Though I did not have cancer, I have still been through everything a cancer patient would go through. I have had a lot of additional worry on top of recovering that could have been avoided. I have had financial worries, health worries, family to think of & a lot of worried friends. If I had been told wait & see then the worry of 'cancer' would not have been as strong. Of course, we all would have been wondering, we would have been sorting out my care & that of my little boy, sorting out work arrangements all of that etc, without the frantic worry of 'this is cancer'.
When I return to work, I will not have been at work for 6 months. Finances have been a huge worry for me. I work for a charity & the work is very manual & low paid (so that the profit is paid back into the work the charity funds). Their standard sick pay is 1 month, luckily they have reviewed this in my particular case & have extended it, reviewing it again in December. I could have been in the position that I had no income coming in & not well enough to go back to work due to recovery, but not having cancer not being given the same finanical opportunities (macmillian loans, incapacity benefit, critical illness policy not covering).

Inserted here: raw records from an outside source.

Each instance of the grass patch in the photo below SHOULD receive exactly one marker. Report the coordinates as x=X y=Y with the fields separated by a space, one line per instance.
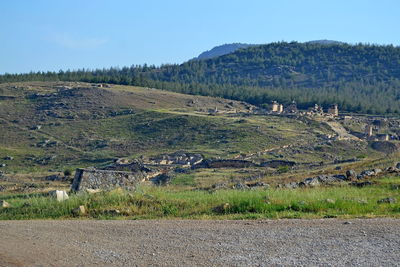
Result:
x=175 y=202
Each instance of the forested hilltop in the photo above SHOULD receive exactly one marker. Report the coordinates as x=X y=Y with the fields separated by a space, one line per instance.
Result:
x=360 y=78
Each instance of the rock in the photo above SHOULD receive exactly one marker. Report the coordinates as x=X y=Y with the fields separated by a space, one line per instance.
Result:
x=391 y=169
x=363 y=201
x=4 y=204
x=240 y=186
x=258 y=184
x=79 y=211
x=361 y=184
x=113 y=212
x=292 y=185
x=93 y=191
x=351 y=175
x=53 y=178
x=377 y=171
x=389 y=200
x=60 y=195
x=219 y=186
x=395 y=187
x=310 y=182
x=223 y=208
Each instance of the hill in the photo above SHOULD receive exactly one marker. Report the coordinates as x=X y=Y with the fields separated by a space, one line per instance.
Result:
x=53 y=125
x=221 y=50
x=360 y=78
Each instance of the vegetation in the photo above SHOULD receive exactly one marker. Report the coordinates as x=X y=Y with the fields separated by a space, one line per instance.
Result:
x=360 y=78
x=180 y=202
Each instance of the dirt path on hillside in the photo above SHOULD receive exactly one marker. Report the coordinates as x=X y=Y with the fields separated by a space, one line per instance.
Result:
x=341 y=131
x=328 y=242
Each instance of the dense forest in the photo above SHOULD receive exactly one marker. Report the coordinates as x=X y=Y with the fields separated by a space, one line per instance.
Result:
x=360 y=78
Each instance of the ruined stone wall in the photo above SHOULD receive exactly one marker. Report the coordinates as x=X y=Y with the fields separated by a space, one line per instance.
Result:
x=105 y=179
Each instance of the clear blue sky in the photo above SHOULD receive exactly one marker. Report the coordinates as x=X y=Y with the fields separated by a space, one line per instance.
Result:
x=69 y=34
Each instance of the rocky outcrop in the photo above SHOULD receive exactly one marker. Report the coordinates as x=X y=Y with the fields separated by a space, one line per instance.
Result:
x=179 y=158
x=225 y=163
x=277 y=163
x=106 y=180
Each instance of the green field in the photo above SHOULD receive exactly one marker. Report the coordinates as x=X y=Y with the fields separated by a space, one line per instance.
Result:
x=179 y=202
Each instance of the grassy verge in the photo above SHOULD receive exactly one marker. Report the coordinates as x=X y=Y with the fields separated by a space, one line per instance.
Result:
x=178 y=202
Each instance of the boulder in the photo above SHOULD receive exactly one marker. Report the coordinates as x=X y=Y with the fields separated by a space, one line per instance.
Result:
x=389 y=200
x=4 y=204
x=240 y=186
x=292 y=185
x=330 y=201
x=377 y=171
x=223 y=208
x=361 y=184
x=79 y=211
x=310 y=182
x=93 y=191
x=60 y=195
x=351 y=175
x=219 y=186
x=395 y=187
x=54 y=177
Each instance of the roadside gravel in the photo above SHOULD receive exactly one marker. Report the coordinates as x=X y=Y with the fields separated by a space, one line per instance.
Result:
x=326 y=242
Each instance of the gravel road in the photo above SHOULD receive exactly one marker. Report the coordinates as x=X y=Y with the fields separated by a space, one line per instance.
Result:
x=327 y=242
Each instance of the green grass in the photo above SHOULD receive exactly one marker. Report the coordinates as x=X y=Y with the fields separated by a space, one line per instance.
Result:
x=176 y=202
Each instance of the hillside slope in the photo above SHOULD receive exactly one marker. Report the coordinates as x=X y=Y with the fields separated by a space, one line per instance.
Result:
x=58 y=125
x=222 y=50
x=360 y=78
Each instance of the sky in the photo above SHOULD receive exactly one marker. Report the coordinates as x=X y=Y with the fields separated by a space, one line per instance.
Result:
x=53 y=35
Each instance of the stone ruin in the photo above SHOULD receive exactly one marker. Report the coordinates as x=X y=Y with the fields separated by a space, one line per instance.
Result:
x=179 y=158
x=94 y=179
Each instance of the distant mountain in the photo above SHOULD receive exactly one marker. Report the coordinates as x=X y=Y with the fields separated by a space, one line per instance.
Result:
x=222 y=50
x=225 y=49
x=360 y=78
x=324 y=42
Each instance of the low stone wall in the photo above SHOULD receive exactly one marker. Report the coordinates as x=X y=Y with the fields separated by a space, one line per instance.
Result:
x=105 y=179
x=225 y=163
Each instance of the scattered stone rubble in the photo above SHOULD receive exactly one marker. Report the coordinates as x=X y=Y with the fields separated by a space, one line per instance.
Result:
x=350 y=176
x=180 y=158
x=106 y=180
x=60 y=195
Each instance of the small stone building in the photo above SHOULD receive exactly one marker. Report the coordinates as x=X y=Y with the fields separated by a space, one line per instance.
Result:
x=106 y=180
x=333 y=110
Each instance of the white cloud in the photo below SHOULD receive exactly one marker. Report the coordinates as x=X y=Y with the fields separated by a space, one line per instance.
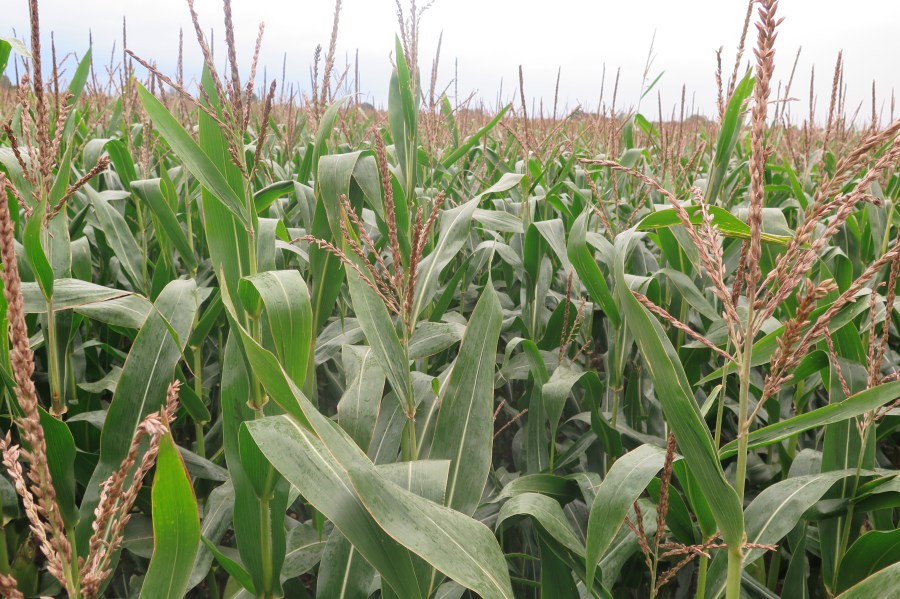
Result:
x=489 y=39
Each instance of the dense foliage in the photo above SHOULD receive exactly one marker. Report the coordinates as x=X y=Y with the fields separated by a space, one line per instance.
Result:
x=261 y=347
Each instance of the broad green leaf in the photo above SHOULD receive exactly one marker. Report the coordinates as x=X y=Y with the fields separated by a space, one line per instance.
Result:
x=681 y=410
x=343 y=572
x=881 y=584
x=120 y=238
x=288 y=314
x=582 y=259
x=378 y=326
x=728 y=136
x=855 y=405
x=193 y=156
x=217 y=513
x=176 y=526
x=547 y=513
x=623 y=484
x=358 y=407
x=772 y=515
x=112 y=306
x=464 y=429
x=727 y=223
x=150 y=191
x=870 y=553
x=141 y=389
x=467 y=145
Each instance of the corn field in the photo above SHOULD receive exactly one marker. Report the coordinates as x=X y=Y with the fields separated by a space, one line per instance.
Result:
x=269 y=344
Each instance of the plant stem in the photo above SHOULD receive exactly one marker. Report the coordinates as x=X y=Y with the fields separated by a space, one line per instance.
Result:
x=848 y=522
x=735 y=554
x=198 y=389
x=56 y=394
x=733 y=584
x=701 y=578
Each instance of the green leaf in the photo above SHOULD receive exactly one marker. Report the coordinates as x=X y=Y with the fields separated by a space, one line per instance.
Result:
x=547 y=513
x=288 y=314
x=624 y=483
x=883 y=583
x=34 y=250
x=855 y=405
x=176 y=526
x=773 y=514
x=105 y=304
x=870 y=553
x=678 y=403
x=119 y=238
x=728 y=137
x=582 y=259
x=465 y=427
x=150 y=191
x=193 y=156
x=358 y=408
x=304 y=461
x=234 y=569
x=727 y=223
x=343 y=572
x=467 y=145
x=377 y=324
x=141 y=389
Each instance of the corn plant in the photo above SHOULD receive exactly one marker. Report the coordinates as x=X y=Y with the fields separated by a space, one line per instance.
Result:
x=267 y=343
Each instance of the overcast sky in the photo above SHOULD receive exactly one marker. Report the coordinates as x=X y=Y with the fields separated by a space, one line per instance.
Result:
x=489 y=39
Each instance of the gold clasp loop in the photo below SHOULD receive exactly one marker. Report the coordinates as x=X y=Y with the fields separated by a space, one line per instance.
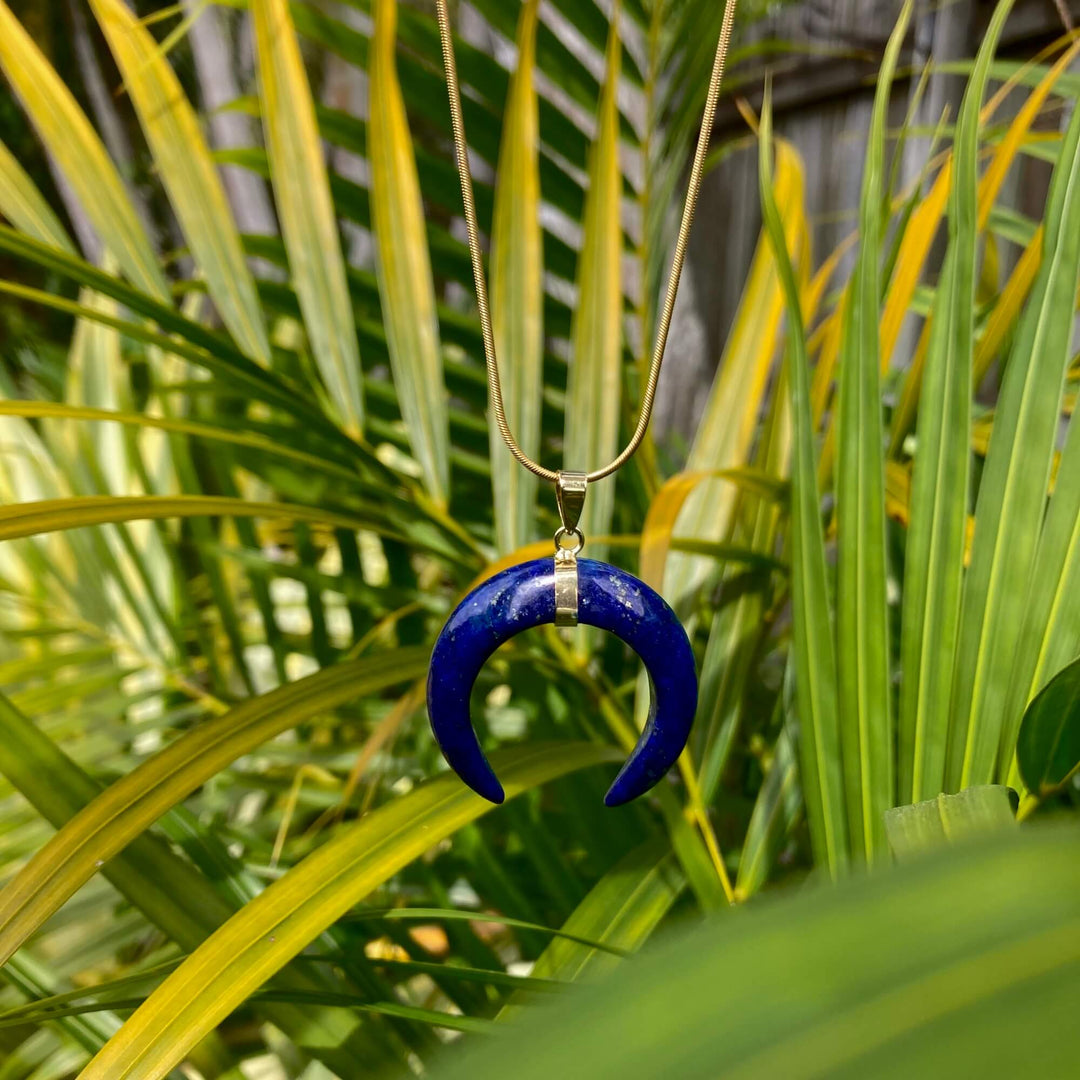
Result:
x=570 y=494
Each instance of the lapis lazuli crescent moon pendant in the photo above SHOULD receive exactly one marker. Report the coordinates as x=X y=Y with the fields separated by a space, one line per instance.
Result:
x=564 y=591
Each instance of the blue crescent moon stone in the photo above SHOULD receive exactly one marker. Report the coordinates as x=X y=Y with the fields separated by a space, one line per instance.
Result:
x=523 y=597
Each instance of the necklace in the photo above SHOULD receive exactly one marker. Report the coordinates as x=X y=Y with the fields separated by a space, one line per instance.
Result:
x=567 y=590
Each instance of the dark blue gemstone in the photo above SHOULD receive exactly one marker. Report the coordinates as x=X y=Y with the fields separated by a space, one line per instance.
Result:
x=524 y=596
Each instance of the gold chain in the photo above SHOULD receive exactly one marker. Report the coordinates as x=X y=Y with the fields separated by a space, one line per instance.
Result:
x=461 y=151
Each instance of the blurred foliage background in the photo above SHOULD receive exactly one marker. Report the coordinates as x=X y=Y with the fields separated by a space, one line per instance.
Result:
x=246 y=473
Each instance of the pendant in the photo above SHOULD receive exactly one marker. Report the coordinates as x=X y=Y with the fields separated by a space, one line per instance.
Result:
x=565 y=591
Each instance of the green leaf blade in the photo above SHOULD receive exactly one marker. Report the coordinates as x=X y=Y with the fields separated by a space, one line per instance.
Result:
x=814 y=657
x=406 y=287
x=517 y=296
x=306 y=210
x=1011 y=502
x=862 y=621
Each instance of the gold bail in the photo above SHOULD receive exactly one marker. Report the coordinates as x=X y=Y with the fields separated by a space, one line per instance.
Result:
x=570 y=495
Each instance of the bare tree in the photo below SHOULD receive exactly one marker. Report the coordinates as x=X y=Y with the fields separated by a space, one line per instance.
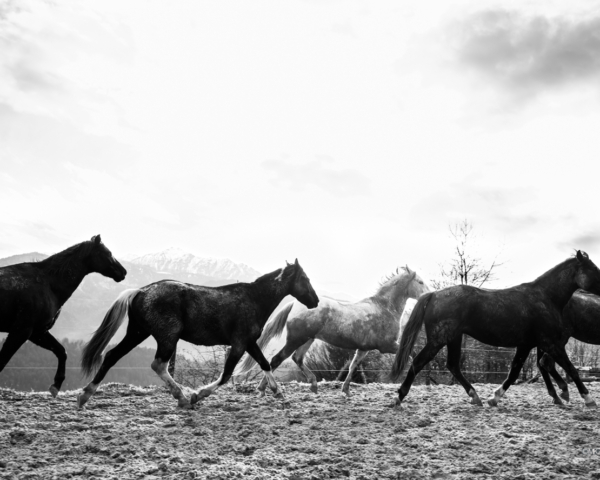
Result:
x=466 y=268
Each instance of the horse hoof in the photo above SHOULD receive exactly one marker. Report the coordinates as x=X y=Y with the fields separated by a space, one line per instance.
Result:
x=196 y=397
x=81 y=401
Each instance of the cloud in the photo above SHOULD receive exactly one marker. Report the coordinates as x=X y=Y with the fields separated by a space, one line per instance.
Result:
x=339 y=182
x=44 y=143
x=504 y=209
x=527 y=54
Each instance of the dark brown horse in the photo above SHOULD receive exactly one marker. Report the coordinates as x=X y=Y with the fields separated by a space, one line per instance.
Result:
x=581 y=317
x=32 y=294
x=526 y=316
x=168 y=310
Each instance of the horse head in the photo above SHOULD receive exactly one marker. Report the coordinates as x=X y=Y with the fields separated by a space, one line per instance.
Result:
x=402 y=284
x=587 y=276
x=301 y=287
x=101 y=260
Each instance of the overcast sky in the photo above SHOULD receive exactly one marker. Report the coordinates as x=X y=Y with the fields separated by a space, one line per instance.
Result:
x=347 y=134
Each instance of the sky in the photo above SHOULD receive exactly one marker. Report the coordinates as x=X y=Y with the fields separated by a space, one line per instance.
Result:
x=347 y=134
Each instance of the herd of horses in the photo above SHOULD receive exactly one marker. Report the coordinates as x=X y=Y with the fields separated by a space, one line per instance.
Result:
x=543 y=314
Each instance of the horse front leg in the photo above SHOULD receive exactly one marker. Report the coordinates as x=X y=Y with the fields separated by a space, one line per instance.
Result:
x=235 y=354
x=358 y=357
x=13 y=342
x=48 y=342
x=255 y=352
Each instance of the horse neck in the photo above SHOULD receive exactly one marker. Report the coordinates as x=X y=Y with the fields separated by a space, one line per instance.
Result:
x=64 y=279
x=271 y=292
x=394 y=299
x=559 y=284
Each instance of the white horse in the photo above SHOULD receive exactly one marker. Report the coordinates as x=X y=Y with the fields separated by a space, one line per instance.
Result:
x=371 y=324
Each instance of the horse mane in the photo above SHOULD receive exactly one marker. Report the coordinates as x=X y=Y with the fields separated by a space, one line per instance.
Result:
x=398 y=271
x=271 y=276
x=564 y=265
x=63 y=262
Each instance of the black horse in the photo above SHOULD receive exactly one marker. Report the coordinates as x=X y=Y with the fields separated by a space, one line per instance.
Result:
x=32 y=294
x=525 y=316
x=581 y=317
x=168 y=310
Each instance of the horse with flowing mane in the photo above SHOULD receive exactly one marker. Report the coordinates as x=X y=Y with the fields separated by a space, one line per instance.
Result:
x=525 y=316
x=169 y=310
x=32 y=294
x=371 y=324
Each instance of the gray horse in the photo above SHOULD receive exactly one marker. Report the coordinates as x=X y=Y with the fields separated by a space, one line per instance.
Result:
x=371 y=324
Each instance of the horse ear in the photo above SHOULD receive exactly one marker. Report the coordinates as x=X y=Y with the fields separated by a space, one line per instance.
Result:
x=582 y=256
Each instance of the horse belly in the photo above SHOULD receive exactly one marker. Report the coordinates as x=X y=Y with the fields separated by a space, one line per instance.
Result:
x=355 y=333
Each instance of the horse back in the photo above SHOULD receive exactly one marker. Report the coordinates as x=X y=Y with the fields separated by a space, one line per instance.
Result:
x=582 y=315
x=199 y=315
x=26 y=298
x=505 y=317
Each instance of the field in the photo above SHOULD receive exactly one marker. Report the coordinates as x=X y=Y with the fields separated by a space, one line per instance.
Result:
x=129 y=432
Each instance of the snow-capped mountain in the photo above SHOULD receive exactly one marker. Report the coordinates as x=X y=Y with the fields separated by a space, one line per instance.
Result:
x=177 y=260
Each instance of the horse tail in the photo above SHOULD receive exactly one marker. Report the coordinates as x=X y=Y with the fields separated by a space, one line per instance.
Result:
x=271 y=330
x=409 y=335
x=91 y=358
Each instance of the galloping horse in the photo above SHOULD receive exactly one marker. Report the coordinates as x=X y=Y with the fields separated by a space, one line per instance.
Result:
x=371 y=324
x=32 y=294
x=525 y=316
x=581 y=316
x=169 y=310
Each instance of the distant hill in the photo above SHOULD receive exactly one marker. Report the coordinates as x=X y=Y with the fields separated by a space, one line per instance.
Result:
x=84 y=311
x=176 y=260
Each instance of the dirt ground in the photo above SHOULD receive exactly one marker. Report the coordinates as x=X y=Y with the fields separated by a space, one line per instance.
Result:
x=133 y=433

I feel having been given an honest interpretation of what the specialists knew of my case, I could have been better prepared. We all would not have worried as much. I maybe could have worked longer prior to my operation. I could have planned out my finances more etc. Though I was not haphazard with my finances, I did treat myself more because I thought I had cancer: I drove the car more, had dinner out a little more, complimentary therapy, indulged my little boy etc. I fully expected my critical illness policy to pay out & this would have had a dramatic effect on our lives, being debt free. I am not in trouble with my finances but they are a little bit tighter than I would like because I was not as cautious. Health is far more important than money, but we do need money to live. I could have been a lot happier & less worried if I 'd had all the inforamtion given to me up front.
I would like clinic follow ups to be reiviewed for post op cancer patients, particularly those who were not biopsied pre-op. Every bit of time is precious when you are healing up.